2. Description of the Related Art
Conventionally, a backup is a copy of data of the data storage device. A copy of the data can be used to restore the original state of the data storage device after a data loss event, such as computer system failure. In general, backups are used for two purposes: for restoring a computer system to a previous state, and for restoring selected files from backup.
After a file system failure, for example, the computer system cannot be started. In this case, it is necessary to boot up the computer from the other bootable media, such as a bootable CD/DVD, to restore the file system or install the OS and the necessary software on the computer system, or both.
In this case, the CD/DVD can contain software for installing an OS or a previously backed up state of the data storage device of the computer system. In each of these cases, it takes some time to restore operation of the computer system. In corporate networks, a typical server can have 200-500 Gigabytes (or, frequently, much more than that) of data. With a transfer rate up to 100 Megabytes per second over a network, it would take over 2,000 seconds to transfer all the data from the backup storage to the server's local storage. This assumes that the entire network bandwidth is available for this process. Frequently, this is not the case, since only a fraction of the bandwidth may actually be available at any given time for restoring the files from backup. In practice, such transfers of data from backup to the server can take many hours.
Also, even 2,000 seconds of downtime is an extremely long time, particularly for many mission-critical applications. For example, if the server in question is a web server that handles customer requests or sales, a period of 20-40 minutes of downtime can result in substantial lost sales.
But if data from the backup cannot be restored to the data storage device, or if the user wants to work with the data in the backup, but does not want to restore a computer using that data (for example, when the data storage device is corrupted and must be replaced, but another data storage device is not available now, or when the computer system has no data storage device and works via a network with a file system that is installed on the other computer system, such as server), then the storage media with the backup and the additional environment can be used, which provides the computer system working with the backup a data storage media from which it can be rebooted.

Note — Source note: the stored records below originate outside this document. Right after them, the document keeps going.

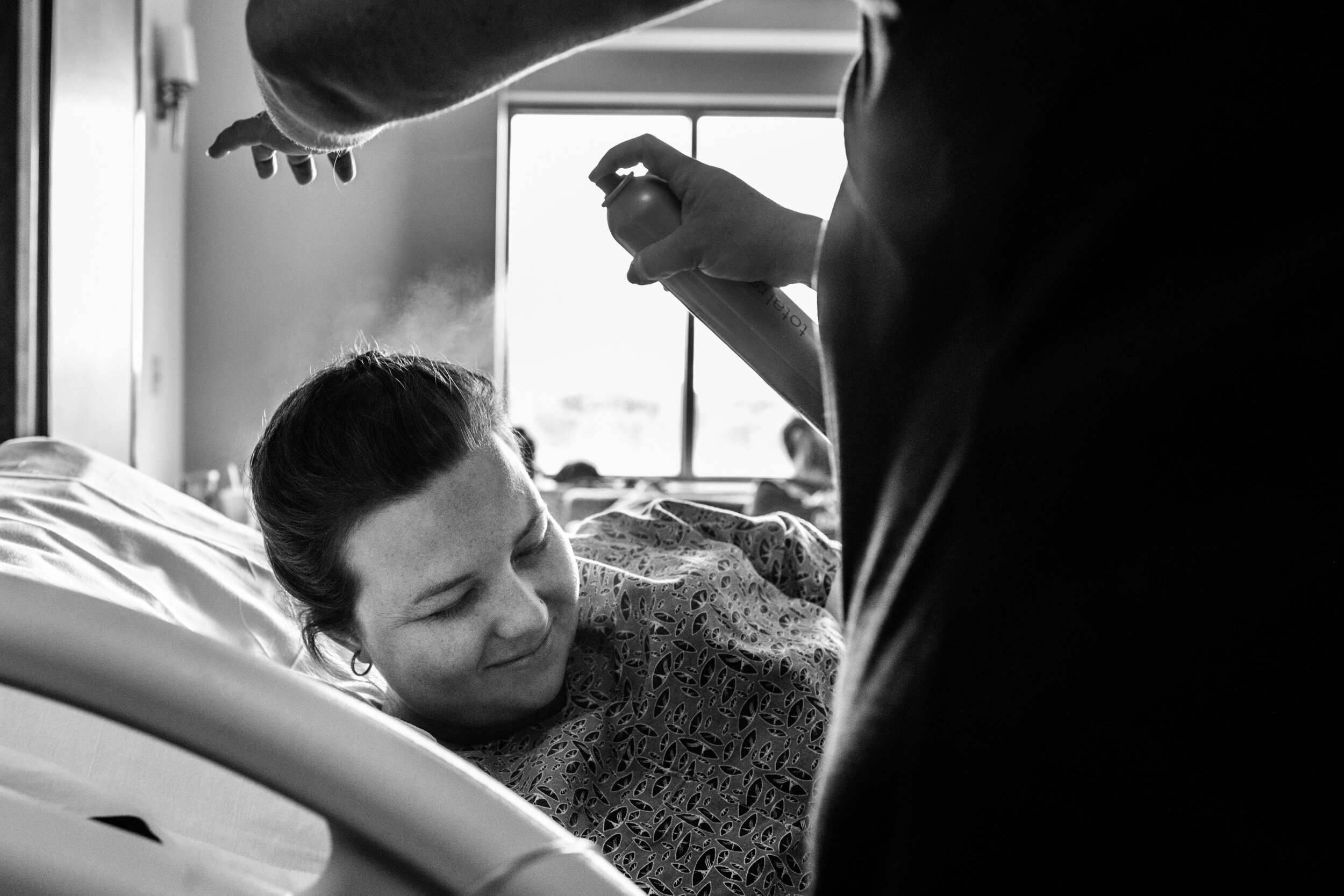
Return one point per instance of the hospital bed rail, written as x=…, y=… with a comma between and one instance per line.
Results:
x=406, y=816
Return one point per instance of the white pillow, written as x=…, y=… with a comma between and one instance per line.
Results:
x=76, y=520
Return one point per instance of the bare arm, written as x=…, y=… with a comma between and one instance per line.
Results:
x=335, y=71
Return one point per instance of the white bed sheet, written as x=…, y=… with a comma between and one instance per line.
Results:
x=78, y=521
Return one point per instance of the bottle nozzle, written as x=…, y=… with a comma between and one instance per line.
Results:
x=608, y=183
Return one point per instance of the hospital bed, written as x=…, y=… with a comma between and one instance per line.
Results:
x=151, y=679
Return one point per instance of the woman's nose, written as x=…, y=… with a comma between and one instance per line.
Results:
x=520, y=614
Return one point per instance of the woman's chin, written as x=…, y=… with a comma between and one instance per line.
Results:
x=483, y=727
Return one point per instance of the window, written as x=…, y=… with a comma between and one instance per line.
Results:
x=598, y=369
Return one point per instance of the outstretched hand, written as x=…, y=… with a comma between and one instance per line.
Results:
x=265, y=140
x=727, y=229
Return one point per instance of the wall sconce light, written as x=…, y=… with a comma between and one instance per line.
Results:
x=175, y=77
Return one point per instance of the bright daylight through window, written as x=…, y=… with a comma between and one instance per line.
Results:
x=596, y=366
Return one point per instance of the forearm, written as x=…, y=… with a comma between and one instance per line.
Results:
x=334, y=71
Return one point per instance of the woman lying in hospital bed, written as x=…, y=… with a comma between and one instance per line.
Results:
x=659, y=684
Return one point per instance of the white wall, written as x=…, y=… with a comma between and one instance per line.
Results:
x=159, y=410
x=280, y=277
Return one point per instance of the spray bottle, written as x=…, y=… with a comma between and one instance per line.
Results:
x=760, y=323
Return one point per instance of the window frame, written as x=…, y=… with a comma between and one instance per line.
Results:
x=692, y=106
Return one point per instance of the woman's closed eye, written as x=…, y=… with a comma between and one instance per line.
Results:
x=453, y=606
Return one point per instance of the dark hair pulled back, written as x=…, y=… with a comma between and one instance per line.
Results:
x=369, y=431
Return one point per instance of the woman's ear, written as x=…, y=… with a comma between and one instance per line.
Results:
x=348, y=640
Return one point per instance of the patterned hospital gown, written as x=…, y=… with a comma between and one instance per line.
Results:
x=699, y=685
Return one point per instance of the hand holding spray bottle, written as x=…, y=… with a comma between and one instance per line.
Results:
x=760, y=323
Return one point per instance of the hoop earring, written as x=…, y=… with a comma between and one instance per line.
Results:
x=354, y=658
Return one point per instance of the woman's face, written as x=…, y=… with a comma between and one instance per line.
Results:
x=467, y=597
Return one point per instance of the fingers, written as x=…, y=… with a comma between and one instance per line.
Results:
x=245, y=132
x=343, y=164
x=674, y=253
x=646, y=149
x=265, y=160
x=303, y=168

In other words, there is a need in the art to boot the computer system using the data in a previously created backup, read the data from the backup as if from the usual data storage device, write data both to the backup, if it is located on the writeable data storage device, and to the incremental backup, and to the any writeable data storage device, such as CD/DVD writeable/re-writeable disk, hard disk drives, flash drives, tapes, network data storage devices, and others.